В христианстве начало времен совпадает с началом творения, и потому Господь представляется нам (как его недавно изобразил Валери) существом праздным, наматывающим полые столетия на «исходную» вечность. А по мысли Эммануэля Сведенборга («Vera Christiana religio» [22], 1771), всех, кто «безумно и попусту болтает, каким же был Господь до сотворения мира», на краю мыслимой вселенной поглотит бездонная пасть небытия.
После открытия Иринея пути христианской и александрийской вечности разошлись. Христианская утратила самостоятельность и приспособилась к одному из девятнадцати атрибутов божественного разума. Первообразы открылись для всеобщего почитания, угрожая превратиться в ангелов или божества; им не было отказано в праве на существование — всегда более высоком, чем жизнь обычных тварей, — хотя их и свели к вечным идеям творящего Слова. К этой самой мысли об universalia ante res [23] возвращается Альберт Великий; он полагает, что архетипы нетленны и, служа формой или образцом для подражания, предшествуют вещам творения. Он последовательно разводит их с universalia in rebus [24] — мыслями Бога, разнообразно воплощенными во времени, но прежде всего — с universalia post res [25], понятиями, открытыми индуктивным способом. Временные архетипы отличаются от божественных только и только тем, что лишены творческой силы; но где схоластике понять, что божественные категории могут и не совпадать с категориями латинского глагола… Однако продолжим.
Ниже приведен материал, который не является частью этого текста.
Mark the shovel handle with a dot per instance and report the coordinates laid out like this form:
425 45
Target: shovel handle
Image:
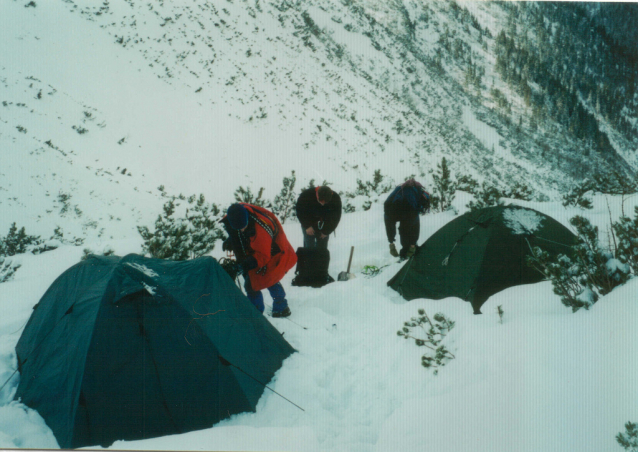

Учебники теологии не утруждают себя специальным рассмотрением вечности. Они лишь замечают, что вечность есть способность мгновенно и целостно ощущать все временные промежутки, а также обставляют Писание иудеев лживыми утверждениями, уверяющими, будто все, что невнятно изрек Дух, изрядно излагает комментатор. В доказательство они порой приводят высказывание: «Один день для Господа — что тысяча лет; тысяча лет все равно что один день», содержащее то ли великолепное презрение, то ли мысль о долголетии; порой — знаменитые слова, имя Господне, которое услыхал Моисей: «Я — это я» [26]; порой — «Аз есмь альфа и омега, начало и конец» [27], — они почудились святому Иоанну, теологу с Патмоса, до и после того, как море сделалось стеклянным, зверь — багряным, а птицы кинулись на плоть кормчих. Иногда приводят изречение Боэция [28] (рожденное в тюрьме, накануне казни): «Aeternitas est interminabilis vitae tota et perfecta possessio» [29]; меня тронуло, с каким упоением ему вторит Ханс Лассен Мартенсен: «Aeternitas est merum hodie, est immediata et lucida fruitio rerum infinitarum» [30].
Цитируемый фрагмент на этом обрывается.